1 files changed, 644 insertions, 0 deletions
diff --git a/bindings/python/overview.rst b/bindings/python/overview.rst
new file mode 100644
index 00000000..bbeece4f
--- /dev/null
+++ b/bindings/python/overview.rst
@@ -0,0 +1,644 @@
+.. testsetup:: *
+
+   import serd
+
+========
+Overview
+========
+
+Serd is a lightweight C library for working with RDF data.  This is the
+documentation for its Python bindings, which also serves as a gentle
+introduction to the basics of RDF.
+
+Serd is designed for high-performance or resource-constrained applications, and
+makes it possible to work with very large documents quickly and/or using
+minimal memory.  In particular, it is dramatically faster than `rdflib
+<https://rdflib.readthedocs.io/en/stable/>`_, though it is less fully-featured
+and not pure Python.
+
+Nodes
+=====
+
+Nodes are the basic building blocks of data.  Nodes are essentially strings:
+
+>>> print(serd.uri("http://example.org/something"))
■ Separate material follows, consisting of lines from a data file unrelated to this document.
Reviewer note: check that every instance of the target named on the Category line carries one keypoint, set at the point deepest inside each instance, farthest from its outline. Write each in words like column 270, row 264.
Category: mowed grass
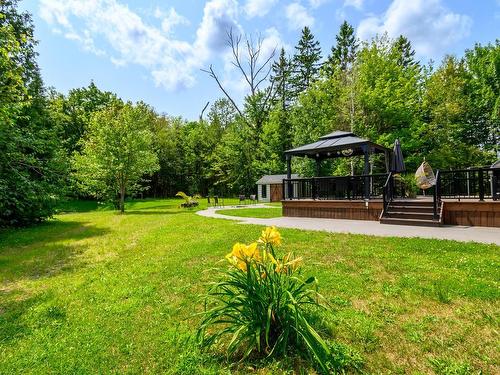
column 263, row 213
column 93, row 291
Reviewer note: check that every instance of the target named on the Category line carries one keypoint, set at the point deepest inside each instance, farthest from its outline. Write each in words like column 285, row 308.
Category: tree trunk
column 122, row 199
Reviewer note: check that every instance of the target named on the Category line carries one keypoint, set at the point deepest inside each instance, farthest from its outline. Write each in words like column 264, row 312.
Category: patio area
column 468, row 197
column 456, row 233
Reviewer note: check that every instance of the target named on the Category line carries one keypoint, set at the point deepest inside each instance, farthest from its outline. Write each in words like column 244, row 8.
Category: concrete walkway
column 457, row 233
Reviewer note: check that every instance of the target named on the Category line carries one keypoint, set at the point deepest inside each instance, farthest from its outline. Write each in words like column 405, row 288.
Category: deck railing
column 338, row 187
column 473, row 183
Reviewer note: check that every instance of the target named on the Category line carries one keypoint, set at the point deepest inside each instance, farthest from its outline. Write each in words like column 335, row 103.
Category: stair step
column 418, row 222
column 410, row 215
column 401, row 208
column 413, row 203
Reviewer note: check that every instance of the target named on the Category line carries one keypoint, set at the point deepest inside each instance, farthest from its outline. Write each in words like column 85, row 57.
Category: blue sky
column 153, row 51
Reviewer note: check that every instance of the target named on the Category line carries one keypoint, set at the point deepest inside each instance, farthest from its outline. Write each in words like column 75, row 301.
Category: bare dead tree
column 255, row 69
column 203, row 111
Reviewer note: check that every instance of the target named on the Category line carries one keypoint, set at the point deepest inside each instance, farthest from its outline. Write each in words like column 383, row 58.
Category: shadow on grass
column 150, row 212
column 14, row 311
column 39, row 251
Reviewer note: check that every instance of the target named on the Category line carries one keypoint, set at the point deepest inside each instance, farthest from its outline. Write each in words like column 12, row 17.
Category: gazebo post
column 366, row 171
column 318, row 166
column 387, row 157
column 289, row 175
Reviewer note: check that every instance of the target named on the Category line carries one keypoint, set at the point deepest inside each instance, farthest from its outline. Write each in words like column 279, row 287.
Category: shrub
column 260, row 304
column 188, row 201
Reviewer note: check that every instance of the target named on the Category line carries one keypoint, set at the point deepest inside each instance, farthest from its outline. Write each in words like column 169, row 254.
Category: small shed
column 270, row 187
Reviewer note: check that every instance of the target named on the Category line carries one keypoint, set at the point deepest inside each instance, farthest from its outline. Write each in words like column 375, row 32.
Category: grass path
column 257, row 212
column 98, row 292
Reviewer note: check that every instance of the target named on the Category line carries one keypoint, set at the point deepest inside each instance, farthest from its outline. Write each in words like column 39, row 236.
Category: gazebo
column 335, row 145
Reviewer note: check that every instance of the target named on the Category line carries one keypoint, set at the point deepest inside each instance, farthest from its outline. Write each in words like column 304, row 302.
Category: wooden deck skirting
column 472, row 213
column 468, row 213
column 327, row 209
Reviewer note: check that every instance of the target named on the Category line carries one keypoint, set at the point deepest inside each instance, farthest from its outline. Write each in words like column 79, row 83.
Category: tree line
column 91, row 144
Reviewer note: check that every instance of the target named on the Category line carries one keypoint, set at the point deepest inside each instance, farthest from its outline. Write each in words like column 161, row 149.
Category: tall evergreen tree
column 306, row 61
column 31, row 161
column 281, row 74
column 343, row 54
column 406, row 53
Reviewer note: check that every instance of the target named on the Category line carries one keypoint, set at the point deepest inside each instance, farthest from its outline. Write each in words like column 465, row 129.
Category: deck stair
column 410, row 212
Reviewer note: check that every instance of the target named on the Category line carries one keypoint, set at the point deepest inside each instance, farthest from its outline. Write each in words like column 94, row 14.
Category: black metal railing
column 387, row 194
column 473, row 183
column 333, row 188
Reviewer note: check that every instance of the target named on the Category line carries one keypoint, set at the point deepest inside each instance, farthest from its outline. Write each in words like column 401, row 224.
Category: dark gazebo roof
column 332, row 145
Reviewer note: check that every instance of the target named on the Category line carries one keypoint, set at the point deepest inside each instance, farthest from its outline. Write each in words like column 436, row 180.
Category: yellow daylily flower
column 270, row 235
column 241, row 254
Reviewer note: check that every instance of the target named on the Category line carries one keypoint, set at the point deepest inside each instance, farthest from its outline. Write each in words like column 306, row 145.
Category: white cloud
column 258, row 8
column 129, row 40
column 170, row 19
column 298, row 17
column 427, row 23
column 358, row 4
column 317, row 3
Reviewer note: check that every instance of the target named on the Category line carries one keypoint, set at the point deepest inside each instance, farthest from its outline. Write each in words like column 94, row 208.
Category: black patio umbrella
column 397, row 162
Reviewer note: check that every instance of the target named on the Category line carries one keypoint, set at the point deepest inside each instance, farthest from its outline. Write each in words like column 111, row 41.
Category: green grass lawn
column 264, row 213
column 93, row 291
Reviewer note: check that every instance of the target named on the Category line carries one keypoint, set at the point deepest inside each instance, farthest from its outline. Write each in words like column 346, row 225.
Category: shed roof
column 273, row 179
column 331, row 145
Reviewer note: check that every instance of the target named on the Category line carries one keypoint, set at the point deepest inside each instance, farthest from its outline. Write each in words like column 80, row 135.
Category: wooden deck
column 465, row 212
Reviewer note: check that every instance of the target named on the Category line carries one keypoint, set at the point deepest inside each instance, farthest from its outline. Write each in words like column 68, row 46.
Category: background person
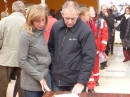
column 84, row 15
column 9, row 33
column 72, row 49
column 126, row 44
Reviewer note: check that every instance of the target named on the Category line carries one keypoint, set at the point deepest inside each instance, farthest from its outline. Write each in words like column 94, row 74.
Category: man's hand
column 44, row 85
column 78, row 88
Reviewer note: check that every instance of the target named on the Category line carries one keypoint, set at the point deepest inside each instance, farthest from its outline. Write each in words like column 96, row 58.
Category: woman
column 33, row 55
column 126, row 45
column 84, row 15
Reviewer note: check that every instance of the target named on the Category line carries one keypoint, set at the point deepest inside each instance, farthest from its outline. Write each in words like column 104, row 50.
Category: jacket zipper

+http://example.org/something
+
+>>> print(serd.string("hello"))
+hello
+
+>>> print(serd.decimal(1234))
+1234.0
+
+>>> len(serd.string("hello"))
+5
+
+However, nodes also have a :meth:`~serd.Node.type`, and optionally either a
+:meth:`~serd.Node.datatype` or :meth:`~serd.Node.language`.
+
+Representation
+--------------
+
+The string content of a node as shown above can be ambiguous.  For example, it
+is impossible to tell a URI from a string literal using only their string
+contents.  The :meth:`~serd.Node.to_syntax` method returns a complete
+representation of a node, in the `Turtle <https://www.w3.org/TR/turtle/>`_
+syntax by default:
+
+>>> print(serd.uri("http://example.org/something").to_syntax())
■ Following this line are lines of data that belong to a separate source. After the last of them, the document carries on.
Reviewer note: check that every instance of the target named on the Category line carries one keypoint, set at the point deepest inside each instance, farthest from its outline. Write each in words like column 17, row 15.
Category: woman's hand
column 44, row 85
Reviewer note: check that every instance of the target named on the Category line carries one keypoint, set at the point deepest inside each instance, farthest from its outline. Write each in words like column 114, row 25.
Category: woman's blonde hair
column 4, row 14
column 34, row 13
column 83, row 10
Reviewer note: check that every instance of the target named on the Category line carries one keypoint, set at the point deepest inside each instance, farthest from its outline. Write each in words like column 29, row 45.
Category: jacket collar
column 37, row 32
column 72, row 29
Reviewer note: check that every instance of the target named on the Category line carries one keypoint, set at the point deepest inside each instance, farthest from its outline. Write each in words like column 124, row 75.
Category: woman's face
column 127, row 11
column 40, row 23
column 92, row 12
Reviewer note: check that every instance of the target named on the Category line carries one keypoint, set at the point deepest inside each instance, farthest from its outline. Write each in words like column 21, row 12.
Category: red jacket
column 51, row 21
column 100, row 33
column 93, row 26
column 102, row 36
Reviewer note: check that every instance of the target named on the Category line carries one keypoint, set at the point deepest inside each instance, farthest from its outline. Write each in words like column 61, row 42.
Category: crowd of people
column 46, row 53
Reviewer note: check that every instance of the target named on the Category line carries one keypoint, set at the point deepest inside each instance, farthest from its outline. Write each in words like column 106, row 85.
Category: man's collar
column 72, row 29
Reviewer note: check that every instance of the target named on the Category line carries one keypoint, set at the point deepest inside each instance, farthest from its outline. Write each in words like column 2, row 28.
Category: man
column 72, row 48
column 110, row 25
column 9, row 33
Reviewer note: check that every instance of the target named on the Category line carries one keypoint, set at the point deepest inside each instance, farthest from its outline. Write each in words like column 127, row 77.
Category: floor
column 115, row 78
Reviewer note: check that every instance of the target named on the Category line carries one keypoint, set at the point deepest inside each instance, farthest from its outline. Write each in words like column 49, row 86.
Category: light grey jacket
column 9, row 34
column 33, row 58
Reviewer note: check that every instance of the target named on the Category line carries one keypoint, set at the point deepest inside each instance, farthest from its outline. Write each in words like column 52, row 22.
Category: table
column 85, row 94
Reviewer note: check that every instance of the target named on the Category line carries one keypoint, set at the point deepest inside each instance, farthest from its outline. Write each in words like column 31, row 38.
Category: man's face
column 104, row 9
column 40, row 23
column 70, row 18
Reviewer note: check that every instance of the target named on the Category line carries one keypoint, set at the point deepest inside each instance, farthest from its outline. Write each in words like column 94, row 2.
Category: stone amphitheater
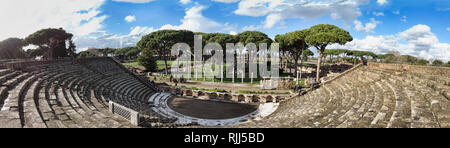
column 78, row 93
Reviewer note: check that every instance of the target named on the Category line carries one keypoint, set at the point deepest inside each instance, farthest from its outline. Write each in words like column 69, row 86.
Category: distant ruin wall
column 430, row 70
column 225, row 97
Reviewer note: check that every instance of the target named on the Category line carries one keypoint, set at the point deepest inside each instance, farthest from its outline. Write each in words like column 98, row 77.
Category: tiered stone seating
column 373, row 96
column 69, row 94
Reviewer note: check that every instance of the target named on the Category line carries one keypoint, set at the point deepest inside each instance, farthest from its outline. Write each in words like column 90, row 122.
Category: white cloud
column 80, row 17
column 185, row 1
column 378, row 13
column 102, row 39
column 404, row 19
column 226, row 1
column 368, row 27
column 195, row 21
column 382, row 2
column 420, row 42
column 134, row 1
column 130, row 18
column 396, row 12
column 278, row 10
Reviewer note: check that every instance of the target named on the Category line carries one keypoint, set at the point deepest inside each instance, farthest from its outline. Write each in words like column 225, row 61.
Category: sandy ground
column 210, row 109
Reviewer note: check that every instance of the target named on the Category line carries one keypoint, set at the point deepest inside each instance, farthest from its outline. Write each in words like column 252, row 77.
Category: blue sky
column 416, row 27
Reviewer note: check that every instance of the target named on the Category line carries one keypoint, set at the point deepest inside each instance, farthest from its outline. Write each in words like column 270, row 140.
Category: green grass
column 161, row 66
column 201, row 89
column 259, row 92
column 133, row 64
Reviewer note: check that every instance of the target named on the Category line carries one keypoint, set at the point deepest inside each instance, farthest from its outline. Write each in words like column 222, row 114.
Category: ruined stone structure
column 378, row 96
column 226, row 97
column 71, row 93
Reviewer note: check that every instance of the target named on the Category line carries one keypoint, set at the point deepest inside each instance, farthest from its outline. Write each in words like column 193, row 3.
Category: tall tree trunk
column 318, row 66
column 296, row 65
column 165, row 63
column 301, row 63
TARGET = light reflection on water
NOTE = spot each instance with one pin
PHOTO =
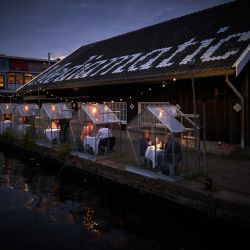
(43, 206)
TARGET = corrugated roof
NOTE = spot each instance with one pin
(208, 42)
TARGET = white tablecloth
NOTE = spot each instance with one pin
(22, 128)
(150, 154)
(91, 141)
(52, 133)
(4, 125)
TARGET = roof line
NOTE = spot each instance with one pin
(242, 60)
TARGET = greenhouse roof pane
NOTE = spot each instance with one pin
(29, 109)
(57, 110)
(166, 115)
(100, 113)
(7, 108)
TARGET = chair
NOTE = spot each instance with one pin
(173, 163)
(106, 145)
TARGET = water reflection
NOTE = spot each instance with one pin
(43, 206)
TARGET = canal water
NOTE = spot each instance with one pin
(44, 206)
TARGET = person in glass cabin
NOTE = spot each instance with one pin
(172, 154)
(144, 143)
(104, 132)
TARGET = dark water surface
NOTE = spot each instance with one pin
(45, 206)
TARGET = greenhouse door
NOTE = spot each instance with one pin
(143, 105)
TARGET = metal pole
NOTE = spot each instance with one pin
(194, 101)
(242, 141)
(49, 59)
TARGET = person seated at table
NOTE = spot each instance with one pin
(104, 132)
(86, 131)
(172, 154)
(144, 143)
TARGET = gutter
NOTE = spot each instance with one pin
(242, 126)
+<http://example.org/something>
+
+>>> print(serd.string("hello").to_syntax())
+"hello"
+
+>>> print(serd.decimal(1234).to_syntax())
+1234.0
+
+Note that the representation of a node in some syntax *may* be the same as the
+``str()`` contents which are printed, but this is usually not the case.  For
+example, as shown above, URIs and strings are quoted differently in Turtle.
+
+A different syntax can be used by specifying one explicitly:
+
+>>> print(serd.decimal(1234).to_syntax(serd.Syntax.NTRIPLES))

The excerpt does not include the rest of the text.